In 1988 he was awarded the Tyla ('Silence') Prize for his chamber music composition Miegas ('Sleep'), and the Lithuanian Culture Fund Prize for his chamber and vocal music. Mažulis is a three-time winner for best vocal composition (ajapajapam, 2002; Forma yra tuštuma 'Form is Emptiness', 2006; Coda, 2011) in the best compositions of the year competition organised by the Lithuanian Composers' Union. In 2004 he was the recipient of the Lithuanian National Prize, awarded for achievements in culture and the arts.

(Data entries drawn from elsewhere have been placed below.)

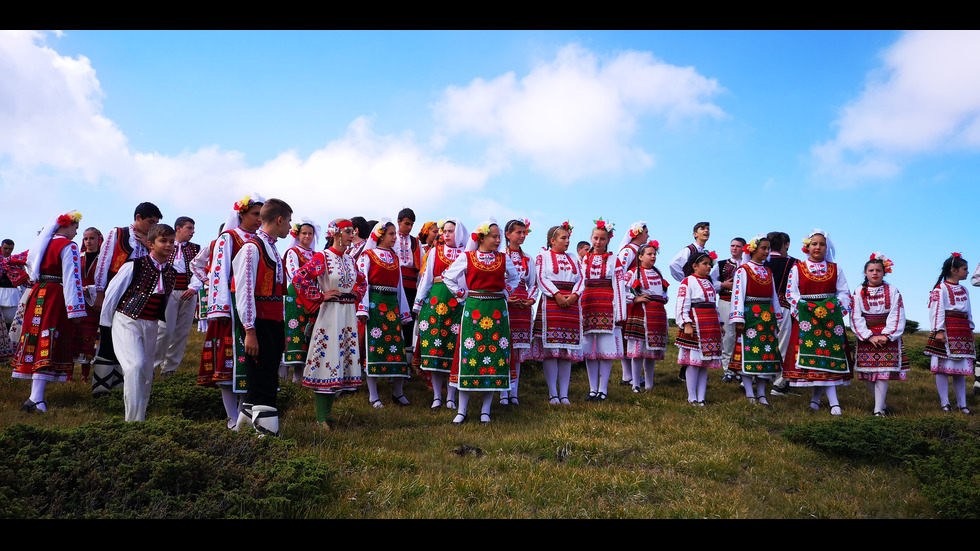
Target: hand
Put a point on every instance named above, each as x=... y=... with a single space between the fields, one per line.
x=251 y=344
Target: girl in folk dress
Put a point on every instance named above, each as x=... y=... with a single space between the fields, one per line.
x=557 y=340
x=384 y=309
x=951 y=343
x=519 y=303
x=44 y=349
x=303 y=240
x=330 y=285
x=646 y=324
x=603 y=307
x=755 y=313
x=438 y=309
x=699 y=332
x=878 y=321
x=818 y=296
x=484 y=277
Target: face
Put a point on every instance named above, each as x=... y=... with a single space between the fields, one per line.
x=736 y=248
x=559 y=241
x=90 y=241
x=251 y=221
x=600 y=240
x=306 y=235
x=818 y=248
x=491 y=241
x=387 y=240
x=875 y=273
x=449 y=234
x=162 y=247
x=185 y=233
x=517 y=235
x=405 y=226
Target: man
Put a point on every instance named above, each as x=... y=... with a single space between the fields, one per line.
x=172 y=334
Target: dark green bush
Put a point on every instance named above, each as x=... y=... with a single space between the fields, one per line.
x=163 y=468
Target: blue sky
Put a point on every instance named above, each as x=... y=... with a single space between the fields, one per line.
x=872 y=136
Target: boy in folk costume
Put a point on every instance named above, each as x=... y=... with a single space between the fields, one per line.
x=172 y=334
x=135 y=303
x=259 y=289
x=223 y=342
x=122 y=244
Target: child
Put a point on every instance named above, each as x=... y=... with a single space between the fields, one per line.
x=259 y=290
x=646 y=324
x=878 y=321
x=135 y=301
x=951 y=342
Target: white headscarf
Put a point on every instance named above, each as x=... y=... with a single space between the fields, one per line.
x=234 y=218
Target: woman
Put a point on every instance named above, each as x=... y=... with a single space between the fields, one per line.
x=818 y=296
x=603 y=308
x=303 y=239
x=383 y=309
x=519 y=305
x=330 y=285
x=438 y=311
x=646 y=323
x=878 y=321
x=699 y=332
x=756 y=314
x=557 y=340
x=483 y=277
x=44 y=350
x=951 y=345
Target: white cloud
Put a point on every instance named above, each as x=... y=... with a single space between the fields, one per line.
x=576 y=115
x=925 y=99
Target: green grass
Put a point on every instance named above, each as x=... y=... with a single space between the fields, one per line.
x=646 y=455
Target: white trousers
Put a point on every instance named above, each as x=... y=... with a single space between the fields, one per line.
x=172 y=334
x=135 y=342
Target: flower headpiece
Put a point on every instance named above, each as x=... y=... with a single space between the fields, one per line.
x=886 y=262
x=601 y=224
x=69 y=218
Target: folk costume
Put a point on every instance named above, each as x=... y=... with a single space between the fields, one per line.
x=121 y=244
x=482 y=280
x=646 y=323
x=755 y=304
x=384 y=309
x=259 y=289
x=438 y=311
x=172 y=333
x=696 y=304
x=44 y=348
x=298 y=320
x=135 y=303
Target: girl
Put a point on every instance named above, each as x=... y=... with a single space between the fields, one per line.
x=484 y=277
x=951 y=342
x=437 y=328
x=44 y=349
x=330 y=285
x=603 y=306
x=519 y=304
x=646 y=324
x=557 y=340
x=303 y=239
x=383 y=310
x=756 y=314
x=818 y=297
x=699 y=333
x=878 y=321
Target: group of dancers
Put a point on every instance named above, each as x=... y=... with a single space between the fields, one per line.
x=465 y=309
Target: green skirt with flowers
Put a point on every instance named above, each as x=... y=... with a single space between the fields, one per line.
x=483 y=362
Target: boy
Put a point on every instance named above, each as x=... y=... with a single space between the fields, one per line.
x=259 y=290
x=135 y=302
x=122 y=244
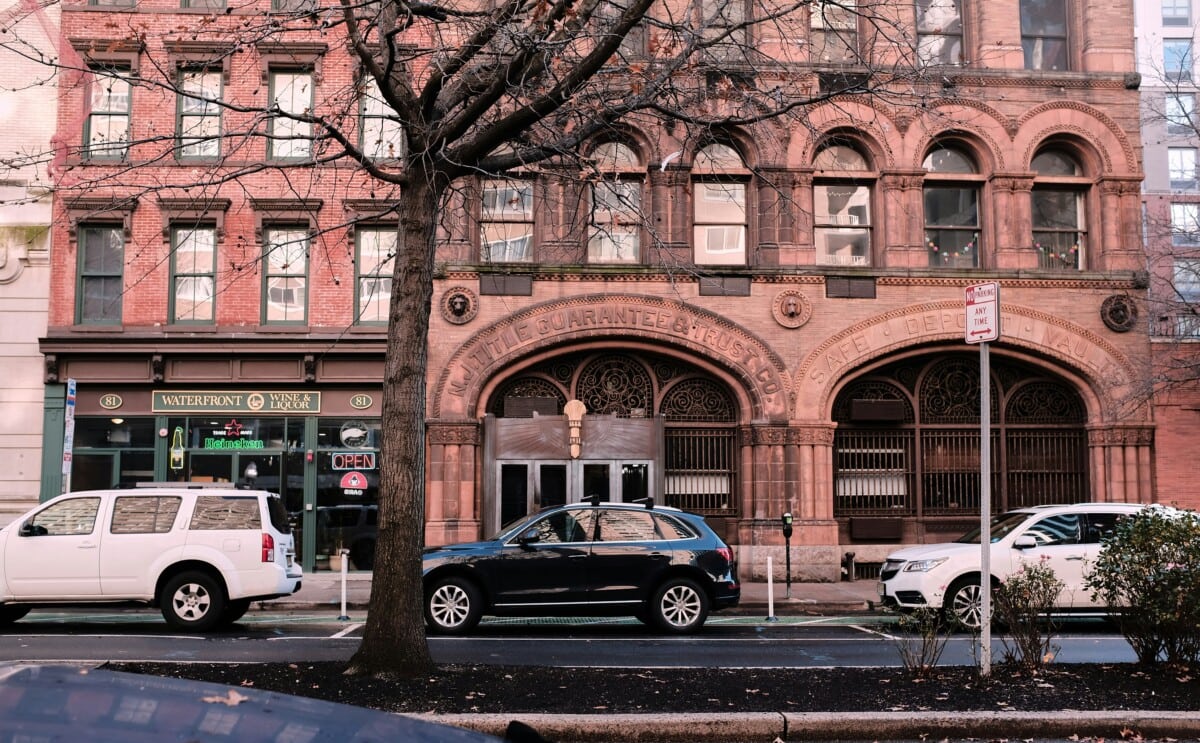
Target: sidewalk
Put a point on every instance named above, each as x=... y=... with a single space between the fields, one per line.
x=324 y=591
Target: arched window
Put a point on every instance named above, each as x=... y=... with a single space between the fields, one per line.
x=719 y=204
x=1060 y=223
x=615 y=229
x=952 y=208
x=841 y=197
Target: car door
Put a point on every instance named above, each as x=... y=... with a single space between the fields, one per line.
x=54 y=553
x=544 y=564
x=1061 y=547
x=628 y=557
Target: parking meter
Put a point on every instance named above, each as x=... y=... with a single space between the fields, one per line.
x=787 y=549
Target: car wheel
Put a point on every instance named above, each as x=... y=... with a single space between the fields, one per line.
x=193 y=601
x=11 y=613
x=453 y=606
x=235 y=610
x=963 y=604
x=679 y=606
x=363 y=555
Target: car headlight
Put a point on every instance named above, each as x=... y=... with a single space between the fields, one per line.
x=924 y=565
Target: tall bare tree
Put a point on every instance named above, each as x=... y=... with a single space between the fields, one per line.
x=484 y=88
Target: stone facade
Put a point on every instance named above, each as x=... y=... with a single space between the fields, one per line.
x=779 y=336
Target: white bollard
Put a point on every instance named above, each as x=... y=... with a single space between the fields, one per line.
x=771 y=591
x=346 y=573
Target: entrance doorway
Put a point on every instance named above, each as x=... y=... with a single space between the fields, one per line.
x=527 y=486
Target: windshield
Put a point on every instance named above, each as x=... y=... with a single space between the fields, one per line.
x=1001 y=526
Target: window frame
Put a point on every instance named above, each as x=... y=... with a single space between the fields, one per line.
x=300 y=133
x=618 y=217
x=389 y=126
x=501 y=217
x=178 y=275
x=211 y=109
x=381 y=274
x=99 y=71
x=1181 y=168
x=972 y=183
x=1031 y=36
x=269 y=247
x=927 y=34
x=85 y=275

Rytis Mažulis's works are regularly performed at various festivals, amongst those have been: Nyyd (Tallinn, 1991), Musikhøst (Odense, 1992), Deutschlandfunk (Cologne, 1992), Prague Spring (1995), the Norrtälje Chamber Music Festival (1995), De Suite Muziekweek (Amsterdam, 1995), Minimalisms (Berlin, 1998), Klang Raum (Stuttgart, 1998), 53. Arbeitstagung des Instituts für Neue Musik und Musikerziehung(Darmstadt, 1999), MaerzMusik (Berlin, 2003), Melos-Ethos (Bratislava, 2005), the Huddersfield Contemporary Music Festival (2006, 2007), Images Sonores (Liège, 2007), ISCM World Music Days (Vilnius, 2008). His compositions have also been played at concerts in Warsaw, Gdańsk, Düsseldorf, Stuttgart, London, and elsewhere.

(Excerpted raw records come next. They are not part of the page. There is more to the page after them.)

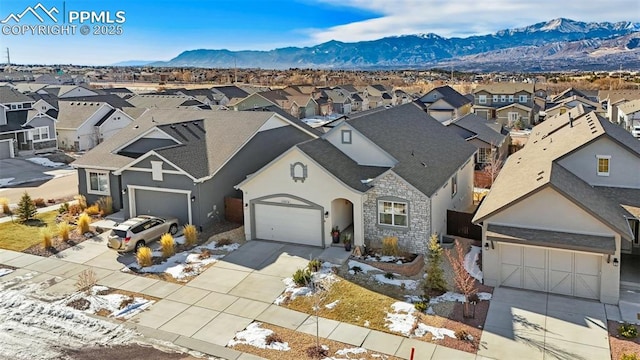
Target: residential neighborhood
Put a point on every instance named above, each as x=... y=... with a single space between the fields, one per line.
x=319 y=180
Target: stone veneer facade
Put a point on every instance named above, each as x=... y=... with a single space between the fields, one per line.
x=413 y=238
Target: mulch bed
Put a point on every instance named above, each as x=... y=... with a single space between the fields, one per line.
x=620 y=345
x=58 y=245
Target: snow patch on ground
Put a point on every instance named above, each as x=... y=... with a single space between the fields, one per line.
x=402 y=320
x=186 y=263
x=408 y=284
x=471 y=262
x=256 y=336
x=293 y=291
x=45 y=162
x=34 y=329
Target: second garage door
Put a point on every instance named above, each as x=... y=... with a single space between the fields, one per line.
x=299 y=225
x=162 y=203
x=555 y=271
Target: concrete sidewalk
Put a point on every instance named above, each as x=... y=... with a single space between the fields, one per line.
x=207 y=312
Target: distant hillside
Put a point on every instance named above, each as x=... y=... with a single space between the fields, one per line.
x=558 y=44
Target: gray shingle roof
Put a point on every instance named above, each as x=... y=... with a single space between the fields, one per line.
x=481 y=127
x=428 y=153
x=339 y=164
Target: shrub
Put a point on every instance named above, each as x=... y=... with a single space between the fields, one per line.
x=83 y=223
x=46 y=235
x=273 y=337
x=5 y=206
x=390 y=246
x=421 y=306
x=629 y=357
x=39 y=202
x=224 y=242
x=144 y=256
x=105 y=204
x=92 y=210
x=627 y=330
x=86 y=279
x=168 y=245
x=63 y=230
x=314 y=265
x=64 y=207
x=74 y=209
x=302 y=277
x=26 y=210
x=190 y=234
x=82 y=201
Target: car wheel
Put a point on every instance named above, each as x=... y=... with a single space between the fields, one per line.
x=139 y=244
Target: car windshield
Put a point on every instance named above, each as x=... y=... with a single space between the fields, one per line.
x=120 y=233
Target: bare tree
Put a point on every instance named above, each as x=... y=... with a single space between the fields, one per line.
x=464 y=282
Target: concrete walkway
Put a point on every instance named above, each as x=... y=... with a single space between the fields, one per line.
x=538 y=326
x=207 y=312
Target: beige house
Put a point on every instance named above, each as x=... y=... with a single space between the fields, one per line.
x=564 y=210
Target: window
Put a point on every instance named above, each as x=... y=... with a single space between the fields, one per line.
x=40 y=134
x=346 y=136
x=98 y=182
x=392 y=213
x=603 y=165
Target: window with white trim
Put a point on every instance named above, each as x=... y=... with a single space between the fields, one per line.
x=40 y=134
x=98 y=182
x=393 y=213
x=604 y=162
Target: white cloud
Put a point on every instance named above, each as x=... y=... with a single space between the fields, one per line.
x=464 y=17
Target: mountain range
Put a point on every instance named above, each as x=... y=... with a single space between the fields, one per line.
x=558 y=44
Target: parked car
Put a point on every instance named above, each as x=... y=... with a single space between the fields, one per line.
x=140 y=231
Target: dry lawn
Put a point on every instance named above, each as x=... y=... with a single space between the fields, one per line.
x=299 y=342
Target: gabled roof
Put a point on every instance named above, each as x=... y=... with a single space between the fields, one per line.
x=482 y=128
x=428 y=153
x=505 y=88
x=11 y=95
x=535 y=167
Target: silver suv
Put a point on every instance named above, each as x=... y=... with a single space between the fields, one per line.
x=139 y=231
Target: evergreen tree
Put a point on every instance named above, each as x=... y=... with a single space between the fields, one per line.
x=435 y=275
x=26 y=208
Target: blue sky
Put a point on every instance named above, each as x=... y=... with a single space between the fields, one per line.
x=161 y=29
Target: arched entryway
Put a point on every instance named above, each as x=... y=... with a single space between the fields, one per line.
x=342 y=216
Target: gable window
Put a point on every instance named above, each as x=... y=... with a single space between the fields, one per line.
x=346 y=136
x=454 y=185
x=393 y=213
x=40 y=134
x=97 y=182
x=603 y=164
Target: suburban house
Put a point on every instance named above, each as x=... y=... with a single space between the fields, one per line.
x=21 y=134
x=489 y=137
x=444 y=103
x=510 y=104
x=84 y=124
x=184 y=162
x=564 y=210
x=392 y=172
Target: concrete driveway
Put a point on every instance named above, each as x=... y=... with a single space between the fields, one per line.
x=531 y=325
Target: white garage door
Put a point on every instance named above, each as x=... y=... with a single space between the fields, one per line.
x=554 y=271
x=289 y=224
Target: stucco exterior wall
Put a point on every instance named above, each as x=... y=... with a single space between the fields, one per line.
x=413 y=238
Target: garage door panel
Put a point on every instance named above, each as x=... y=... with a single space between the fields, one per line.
x=297 y=225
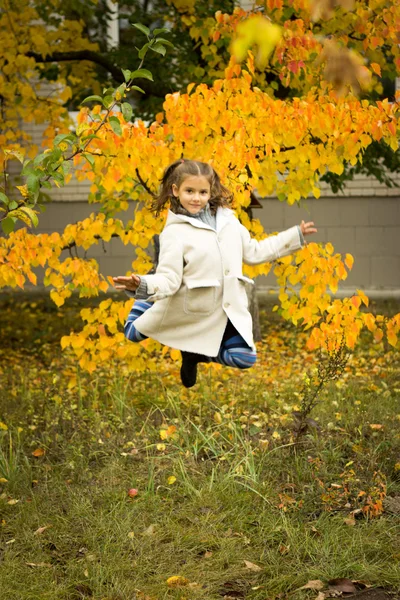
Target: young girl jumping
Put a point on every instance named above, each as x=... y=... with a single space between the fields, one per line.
x=196 y=300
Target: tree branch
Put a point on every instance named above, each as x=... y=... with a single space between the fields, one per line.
x=90 y=55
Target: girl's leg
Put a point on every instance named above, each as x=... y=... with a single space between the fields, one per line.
x=234 y=351
x=131 y=333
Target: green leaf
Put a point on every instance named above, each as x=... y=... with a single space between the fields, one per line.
x=40 y=158
x=66 y=167
x=127 y=111
x=115 y=125
x=27 y=168
x=58 y=176
x=159 y=48
x=165 y=42
x=20 y=214
x=161 y=30
x=142 y=52
x=90 y=159
x=64 y=137
x=7 y=225
x=107 y=101
x=92 y=136
x=143 y=73
x=33 y=183
x=121 y=89
x=93 y=99
x=137 y=88
x=31 y=214
x=142 y=28
x=14 y=153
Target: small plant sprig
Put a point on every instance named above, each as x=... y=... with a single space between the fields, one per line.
x=329 y=368
x=53 y=164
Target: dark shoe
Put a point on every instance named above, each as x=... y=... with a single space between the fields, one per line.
x=190 y=361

Rytis Mažulis's radical and experimental music can be described in oxymorons like 'minimalist maximalism', 'complicated simplicity' or 'dynamic stasis'. The composer is sometimes able to implement his ideas with the limits of a single halftone, holding a small microscopic part of a sound by means of an expanse of infinite density. Rytis Mažulis's works are like hypnotic sound rituals, in which it is easy to lose one's sense of time and space. The Belgian recording company Megadisc Classics became interested in this particular aspect of Rytis Mažulis's work and released four CDs of just his compositions between 2004 and 2010.

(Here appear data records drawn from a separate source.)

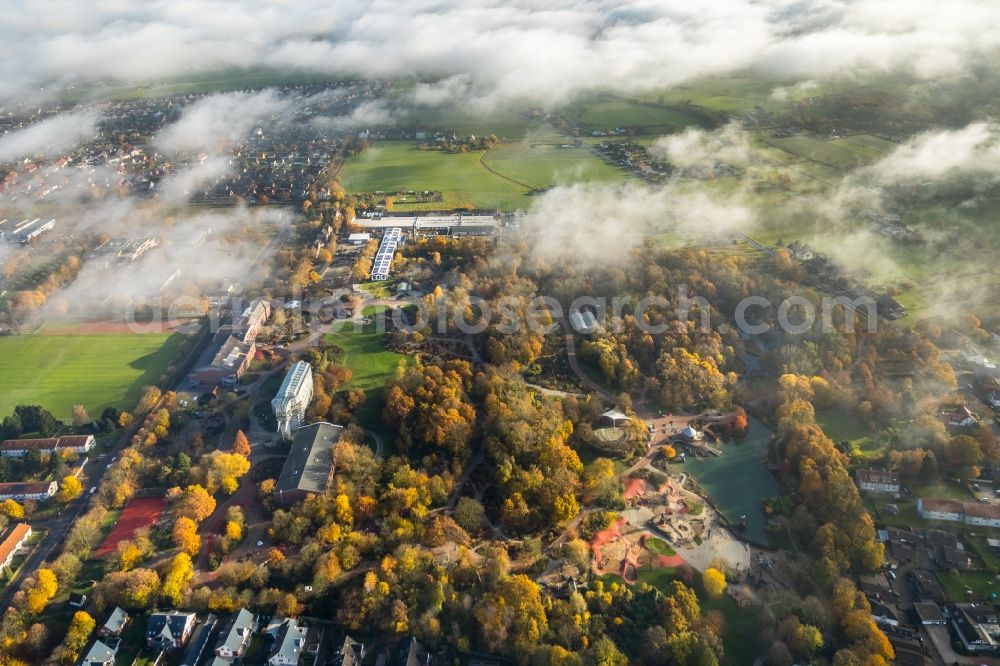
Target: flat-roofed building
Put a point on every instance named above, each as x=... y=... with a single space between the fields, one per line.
x=228 y=365
x=252 y=318
x=877 y=481
x=970 y=513
x=309 y=463
x=386 y=251
x=25 y=490
x=16 y=448
x=293 y=398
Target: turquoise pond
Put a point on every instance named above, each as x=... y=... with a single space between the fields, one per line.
x=737 y=480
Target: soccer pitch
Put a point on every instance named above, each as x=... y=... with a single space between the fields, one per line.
x=95 y=370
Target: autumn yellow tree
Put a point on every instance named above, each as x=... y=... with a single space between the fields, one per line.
x=180 y=573
x=185 y=535
x=69 y=489
x=222 y=471
x=77 y=635
x=714 y=581
x=234 y=530
x=195 y=503
x=12 y=509
x=241 y=444
x=42 y=591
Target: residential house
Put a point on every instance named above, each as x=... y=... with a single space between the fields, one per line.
x=235 y=636
x=115 y=624
x=252 y=318
x=228 y=364
x=929 y=613
x=13 y=543
x=943 y=538
x=25 y=490
x=293 y=399
x=169 y=631
x=100 y=654
x=960 y=418
x=288 y=644
x=936 y=509
x=970 y=513
x=350 y=653
x=17 y=448
x=877 y=481
x=973 y=636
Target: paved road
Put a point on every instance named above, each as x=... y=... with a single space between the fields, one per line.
x=59 y=526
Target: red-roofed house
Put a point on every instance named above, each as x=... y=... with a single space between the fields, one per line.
x=16 y=448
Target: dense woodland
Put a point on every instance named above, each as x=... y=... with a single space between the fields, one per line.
x=400 y=546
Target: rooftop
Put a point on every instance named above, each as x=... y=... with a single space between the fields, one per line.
x=311 y=458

What is characteristic of all of Rytis Mažulis's work is a distinctive stylistic purity, an integrity in the fabric of the music, concentric forms of the compositions in the shape of a 'wheel' and a symmetry that has its basis in contrapuntal (most often canon) technique. It is natural that this direction in his work requires the use of appropriate structures in order to achieve a homogeneous and 'crystal-clear' sound. It is for this reason that Rytis Mažulis mostly writes music for ensembles of equal voices or keyboard instruments; in the case of the latter, such compositions are performed live or realised on a computer, treating it as a kind of 'super piano'. In some of the works the specific capabilities of a computer are exploited, something that is not possible to achieve in performing music on conventional instruments.
For example, in his composition Palindromas ('Palindrome') one can hear the micro-chromatic gradations in sound pitch (quarter-tones, eighth-tones) and non-standard divisions of rhythmic values or the simultaneous pulsation of different tempos. It is not possible to perform his Grynojo proto klavyras ('The Clavier of Pure Reason') live because one would need an ensemble of at least 24 pianos. Both of these opuses not only reflect the tendencies of the purity of ideal style and the integrity of the totality of the composition but also show how it is possible to convey subtle humour by the use of musical means alone, without any allusion to other spheres of art or reality.